With an eye on all things “primary” the reader is advised on other matters as well. Each chapter focuses on a new idea or concept. For example, Chapter Six explores “Guilt and Shame”, Chapter Ten explores the predominant overlap of “mission” and “the care of souls.” Chapter Eleven beseeches pastors to have pastors, and the book concludes with a reflection on joy.

This book is full of wonderful insights, and offers a needed corrective on who pastors are, what pastors should be doing, and how pastors should be doing it.

It should go without saying that pastors should read this book, but the book is also beneficial for non-pastors, too. There are a great many pastors (especially young ones) who leave the seminary with some idea of what a pastor is and what work he should be doing, and how he should be doing it, but then he finds that his paycheck comes from people who do not share that same understanding. This differing outlook on the essential role of the pastor within the congregation becomes and easy foothold for Satan to work division and havoc among God’s flock. Laity who take the time to read this book will be an incredible blessing to their pastor (and their entire congregation) as they re-calibrate their understanding of the pastoral office to jive with Scripture’s portrayal of it.
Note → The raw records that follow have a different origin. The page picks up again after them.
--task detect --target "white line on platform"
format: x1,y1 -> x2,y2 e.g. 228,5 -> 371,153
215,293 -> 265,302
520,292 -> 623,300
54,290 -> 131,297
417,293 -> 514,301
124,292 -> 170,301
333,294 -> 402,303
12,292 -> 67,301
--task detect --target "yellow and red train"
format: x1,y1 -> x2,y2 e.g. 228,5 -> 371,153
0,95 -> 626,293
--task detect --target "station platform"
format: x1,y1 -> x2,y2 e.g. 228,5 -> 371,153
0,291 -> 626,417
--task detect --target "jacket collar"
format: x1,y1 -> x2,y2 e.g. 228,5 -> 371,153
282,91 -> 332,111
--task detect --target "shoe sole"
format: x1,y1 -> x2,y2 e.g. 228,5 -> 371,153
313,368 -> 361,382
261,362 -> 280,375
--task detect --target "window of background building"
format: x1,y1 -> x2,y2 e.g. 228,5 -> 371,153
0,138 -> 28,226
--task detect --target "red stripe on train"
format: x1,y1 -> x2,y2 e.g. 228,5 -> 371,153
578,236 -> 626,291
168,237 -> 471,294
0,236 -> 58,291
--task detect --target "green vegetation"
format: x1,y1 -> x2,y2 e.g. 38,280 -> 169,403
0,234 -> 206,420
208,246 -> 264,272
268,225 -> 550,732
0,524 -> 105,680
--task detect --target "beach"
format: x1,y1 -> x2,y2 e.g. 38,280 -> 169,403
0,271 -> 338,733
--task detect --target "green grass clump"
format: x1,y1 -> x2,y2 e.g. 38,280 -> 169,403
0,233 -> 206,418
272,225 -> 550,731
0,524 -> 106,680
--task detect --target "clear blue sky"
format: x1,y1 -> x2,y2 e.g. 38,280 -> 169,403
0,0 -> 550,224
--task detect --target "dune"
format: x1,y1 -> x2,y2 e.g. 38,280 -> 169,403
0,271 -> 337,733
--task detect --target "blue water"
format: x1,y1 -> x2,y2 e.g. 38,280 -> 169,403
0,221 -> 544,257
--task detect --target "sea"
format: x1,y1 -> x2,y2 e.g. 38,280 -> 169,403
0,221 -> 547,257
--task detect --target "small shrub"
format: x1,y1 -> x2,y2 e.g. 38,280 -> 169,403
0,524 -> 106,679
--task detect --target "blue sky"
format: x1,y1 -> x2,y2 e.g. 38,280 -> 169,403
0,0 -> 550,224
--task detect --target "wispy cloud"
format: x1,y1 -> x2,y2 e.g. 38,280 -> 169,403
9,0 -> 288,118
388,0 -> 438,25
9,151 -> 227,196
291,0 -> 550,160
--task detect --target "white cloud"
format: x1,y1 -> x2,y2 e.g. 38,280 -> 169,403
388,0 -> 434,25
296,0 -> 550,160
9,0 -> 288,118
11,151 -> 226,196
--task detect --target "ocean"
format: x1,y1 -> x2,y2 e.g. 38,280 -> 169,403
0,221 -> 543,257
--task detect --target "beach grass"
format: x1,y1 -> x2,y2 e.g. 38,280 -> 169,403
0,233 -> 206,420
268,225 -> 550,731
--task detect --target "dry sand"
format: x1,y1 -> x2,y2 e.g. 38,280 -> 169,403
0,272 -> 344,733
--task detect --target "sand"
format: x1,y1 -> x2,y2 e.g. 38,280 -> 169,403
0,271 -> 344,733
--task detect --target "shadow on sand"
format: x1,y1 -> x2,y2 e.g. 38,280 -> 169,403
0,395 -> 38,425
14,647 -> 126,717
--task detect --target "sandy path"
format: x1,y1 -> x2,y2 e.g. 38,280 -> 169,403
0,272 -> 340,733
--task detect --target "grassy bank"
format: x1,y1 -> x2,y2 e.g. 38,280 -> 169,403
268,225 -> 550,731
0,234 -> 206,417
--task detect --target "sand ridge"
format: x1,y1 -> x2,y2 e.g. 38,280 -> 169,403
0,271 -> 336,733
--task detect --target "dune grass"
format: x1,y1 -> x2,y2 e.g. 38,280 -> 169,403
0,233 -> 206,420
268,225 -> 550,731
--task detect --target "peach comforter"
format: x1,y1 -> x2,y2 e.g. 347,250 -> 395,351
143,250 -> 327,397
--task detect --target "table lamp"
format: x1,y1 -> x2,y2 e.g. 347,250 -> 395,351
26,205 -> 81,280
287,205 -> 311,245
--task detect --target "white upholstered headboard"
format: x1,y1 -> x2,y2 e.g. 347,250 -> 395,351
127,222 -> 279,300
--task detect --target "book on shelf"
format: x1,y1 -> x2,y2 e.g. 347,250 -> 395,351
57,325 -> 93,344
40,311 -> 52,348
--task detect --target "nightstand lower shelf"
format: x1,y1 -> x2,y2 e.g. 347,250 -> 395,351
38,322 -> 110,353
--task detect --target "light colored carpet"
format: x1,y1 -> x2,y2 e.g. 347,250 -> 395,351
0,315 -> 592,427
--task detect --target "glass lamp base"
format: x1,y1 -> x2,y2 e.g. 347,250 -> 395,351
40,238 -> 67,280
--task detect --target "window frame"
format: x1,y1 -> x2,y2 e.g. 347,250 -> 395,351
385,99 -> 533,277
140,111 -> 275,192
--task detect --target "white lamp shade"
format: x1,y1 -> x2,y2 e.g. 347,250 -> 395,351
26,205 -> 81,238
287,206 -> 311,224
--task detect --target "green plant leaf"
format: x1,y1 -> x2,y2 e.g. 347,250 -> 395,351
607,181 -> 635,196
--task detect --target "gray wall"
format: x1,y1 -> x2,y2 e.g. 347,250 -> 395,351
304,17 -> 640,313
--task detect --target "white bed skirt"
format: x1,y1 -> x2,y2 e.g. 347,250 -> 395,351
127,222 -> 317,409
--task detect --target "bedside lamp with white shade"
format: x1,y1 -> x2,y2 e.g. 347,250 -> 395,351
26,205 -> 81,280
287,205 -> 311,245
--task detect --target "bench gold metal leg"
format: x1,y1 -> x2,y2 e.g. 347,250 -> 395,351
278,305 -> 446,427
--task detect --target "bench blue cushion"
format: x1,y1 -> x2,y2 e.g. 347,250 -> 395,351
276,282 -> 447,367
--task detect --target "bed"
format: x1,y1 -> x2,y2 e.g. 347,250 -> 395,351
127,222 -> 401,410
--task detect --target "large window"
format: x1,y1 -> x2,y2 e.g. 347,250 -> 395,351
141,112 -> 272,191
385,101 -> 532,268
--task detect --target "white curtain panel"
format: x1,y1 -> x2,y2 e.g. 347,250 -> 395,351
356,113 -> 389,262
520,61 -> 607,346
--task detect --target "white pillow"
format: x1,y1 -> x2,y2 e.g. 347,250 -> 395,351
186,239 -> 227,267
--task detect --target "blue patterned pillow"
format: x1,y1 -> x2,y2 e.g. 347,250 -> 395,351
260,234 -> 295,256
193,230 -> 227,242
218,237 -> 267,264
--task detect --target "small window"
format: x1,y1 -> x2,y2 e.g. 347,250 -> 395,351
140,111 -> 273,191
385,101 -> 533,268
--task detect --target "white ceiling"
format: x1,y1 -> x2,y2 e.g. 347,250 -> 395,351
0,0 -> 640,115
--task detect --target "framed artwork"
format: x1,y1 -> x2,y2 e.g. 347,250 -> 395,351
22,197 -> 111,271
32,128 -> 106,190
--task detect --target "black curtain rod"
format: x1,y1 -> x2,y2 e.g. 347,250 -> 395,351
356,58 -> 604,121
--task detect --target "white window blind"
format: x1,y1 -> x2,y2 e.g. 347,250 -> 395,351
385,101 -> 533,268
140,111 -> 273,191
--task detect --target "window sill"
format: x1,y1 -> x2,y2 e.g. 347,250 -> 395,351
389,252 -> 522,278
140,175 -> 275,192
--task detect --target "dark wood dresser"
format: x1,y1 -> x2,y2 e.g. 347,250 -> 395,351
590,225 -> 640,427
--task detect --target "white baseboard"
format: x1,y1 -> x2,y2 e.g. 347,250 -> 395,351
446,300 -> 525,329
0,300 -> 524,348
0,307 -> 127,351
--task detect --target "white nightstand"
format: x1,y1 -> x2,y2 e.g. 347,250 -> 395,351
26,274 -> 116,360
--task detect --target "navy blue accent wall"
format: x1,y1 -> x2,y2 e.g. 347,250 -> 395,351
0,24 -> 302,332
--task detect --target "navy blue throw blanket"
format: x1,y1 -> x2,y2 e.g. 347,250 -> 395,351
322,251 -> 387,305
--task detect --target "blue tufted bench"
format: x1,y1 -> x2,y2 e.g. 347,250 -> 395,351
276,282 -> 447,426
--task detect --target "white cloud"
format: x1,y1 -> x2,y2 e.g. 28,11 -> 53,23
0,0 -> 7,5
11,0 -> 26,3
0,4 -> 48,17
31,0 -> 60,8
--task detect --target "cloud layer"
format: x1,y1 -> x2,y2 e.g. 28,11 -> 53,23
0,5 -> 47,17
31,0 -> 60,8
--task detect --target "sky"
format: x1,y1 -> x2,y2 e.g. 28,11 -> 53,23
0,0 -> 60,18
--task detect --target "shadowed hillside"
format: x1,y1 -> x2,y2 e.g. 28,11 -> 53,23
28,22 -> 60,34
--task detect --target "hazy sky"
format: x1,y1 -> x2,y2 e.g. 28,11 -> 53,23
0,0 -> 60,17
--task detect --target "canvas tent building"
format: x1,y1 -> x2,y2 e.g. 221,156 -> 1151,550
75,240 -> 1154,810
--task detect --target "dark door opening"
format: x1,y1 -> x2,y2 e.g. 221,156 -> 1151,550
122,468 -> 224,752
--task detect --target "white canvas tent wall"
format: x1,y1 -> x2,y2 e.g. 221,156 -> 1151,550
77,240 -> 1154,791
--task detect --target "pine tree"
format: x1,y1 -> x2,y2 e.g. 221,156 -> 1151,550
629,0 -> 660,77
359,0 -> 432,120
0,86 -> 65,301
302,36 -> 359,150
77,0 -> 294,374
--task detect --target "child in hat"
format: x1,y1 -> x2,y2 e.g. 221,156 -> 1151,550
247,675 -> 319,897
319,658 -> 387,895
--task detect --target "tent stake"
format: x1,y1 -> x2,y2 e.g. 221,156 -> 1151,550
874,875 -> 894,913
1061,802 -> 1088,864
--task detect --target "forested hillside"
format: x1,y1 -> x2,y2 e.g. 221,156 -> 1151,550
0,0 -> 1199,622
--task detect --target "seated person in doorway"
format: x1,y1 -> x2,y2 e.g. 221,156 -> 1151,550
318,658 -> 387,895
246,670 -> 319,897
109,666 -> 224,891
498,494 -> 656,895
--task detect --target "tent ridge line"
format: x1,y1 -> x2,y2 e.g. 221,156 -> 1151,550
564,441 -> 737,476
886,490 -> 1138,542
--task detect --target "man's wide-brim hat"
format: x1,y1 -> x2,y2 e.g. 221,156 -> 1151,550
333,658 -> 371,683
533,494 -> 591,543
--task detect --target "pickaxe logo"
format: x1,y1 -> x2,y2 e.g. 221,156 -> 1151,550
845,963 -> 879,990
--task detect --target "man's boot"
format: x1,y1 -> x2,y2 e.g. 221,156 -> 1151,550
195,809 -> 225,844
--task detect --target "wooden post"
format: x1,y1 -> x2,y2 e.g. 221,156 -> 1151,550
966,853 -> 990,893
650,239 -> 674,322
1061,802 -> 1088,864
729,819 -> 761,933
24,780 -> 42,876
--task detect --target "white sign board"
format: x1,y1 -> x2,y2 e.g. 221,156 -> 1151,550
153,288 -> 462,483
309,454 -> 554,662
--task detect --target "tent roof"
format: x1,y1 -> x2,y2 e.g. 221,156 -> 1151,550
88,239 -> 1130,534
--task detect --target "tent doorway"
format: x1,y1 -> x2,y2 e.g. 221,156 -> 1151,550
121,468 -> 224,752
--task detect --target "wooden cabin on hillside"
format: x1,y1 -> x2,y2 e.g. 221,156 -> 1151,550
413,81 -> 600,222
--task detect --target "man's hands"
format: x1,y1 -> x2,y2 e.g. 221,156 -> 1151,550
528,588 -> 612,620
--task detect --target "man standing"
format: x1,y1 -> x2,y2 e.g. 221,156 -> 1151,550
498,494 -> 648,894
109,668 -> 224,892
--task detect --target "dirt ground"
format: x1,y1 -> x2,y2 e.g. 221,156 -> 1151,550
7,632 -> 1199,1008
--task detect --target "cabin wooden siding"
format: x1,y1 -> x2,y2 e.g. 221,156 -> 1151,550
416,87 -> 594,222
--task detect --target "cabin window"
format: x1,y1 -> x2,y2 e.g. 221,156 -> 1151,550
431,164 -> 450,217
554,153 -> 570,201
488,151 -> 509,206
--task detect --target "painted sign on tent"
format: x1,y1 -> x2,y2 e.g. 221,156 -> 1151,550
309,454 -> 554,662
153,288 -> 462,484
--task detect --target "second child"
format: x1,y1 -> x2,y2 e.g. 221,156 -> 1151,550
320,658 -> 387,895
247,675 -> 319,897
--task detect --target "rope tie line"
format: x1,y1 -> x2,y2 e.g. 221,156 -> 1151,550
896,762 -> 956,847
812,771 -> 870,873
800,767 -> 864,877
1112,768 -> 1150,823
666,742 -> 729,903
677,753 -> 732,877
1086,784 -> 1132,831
I recommend this book in equal measure to pastors, laity, and students preparing to be pastors.

I was going to critique this book for being too redundant at times. After all, how many times can you say, “You cannot give what you have not first received.” but then I read on page 152, “I know I’m beginning to sound like a broken record” and immediately curbed my criticism since the author was aware of it, too.

CHURCH LEADERSHIP AND STRATEGY: For the Care of Souls

It would be unfair to characterize The Care of Souls as a book that portrays the pastoral office as somehow being anti-leadership. Pastoral ministry has often been usurped by business strategies more at-home in the secular world than the sacred one, but Senkbeil is not guilty of throwing the baby out with the bathwater. If you want his direct thoughts and practical wisdom on “pastor as leader” then you’ll need to pick up Church Leadership and Strategy: For the Care of Souls. This short, eighty-four page book is co-authored with Lucas Woodford and is rightly characterized as a companion volume to The Care of Souls: Cultivating a Pastor’s Heart. In fact, I learned in personal correspondence with Harold Senkbeil, that this entire “field manual” (Senkbeil’s term) was originally planned as an “appendix” to his book The Care of Souls but the editors shaved it off and turned it into a separate work.

Woodford and Senkbeil strike a good balance between “leadership” and “pastoral care.” This “field manual” is beneficial and particularly helpful to those pastors who are predisposed to bristle at the idea of “pastoral leadership” and prone to throwing the leadership baby out with the secular bathwater.

I actually read Church Leadership and Strategy: For the Care of Souls first and then The Care of Souls: Cultivating a Pastor’s Heart second. I wouldn’t do it differently. Both are beneficial and the editors made a sound decision by separating them . . . though reading them together is important, too, which is why I’m reviewing them together.

Lucas Woodford shares his expertise in wading through the more fruitful secular books and data and alerts the careful reader to potential pitfalls. Meanwhile, Harold Senkbeil concludes this “field manual” with a delightful chapter titled “Pastoral Depletion Syndrome.” This particular chapter has the most in common with his stand-alone work The Care of Souls. Thus, if you enjoy this chapter and want another 282 pages of the same, then The Care of Souls will be a great treat to you.

Rev. Timothy A. Koch, Pastor of Emanuel Lutheran Church in Milbank, SD.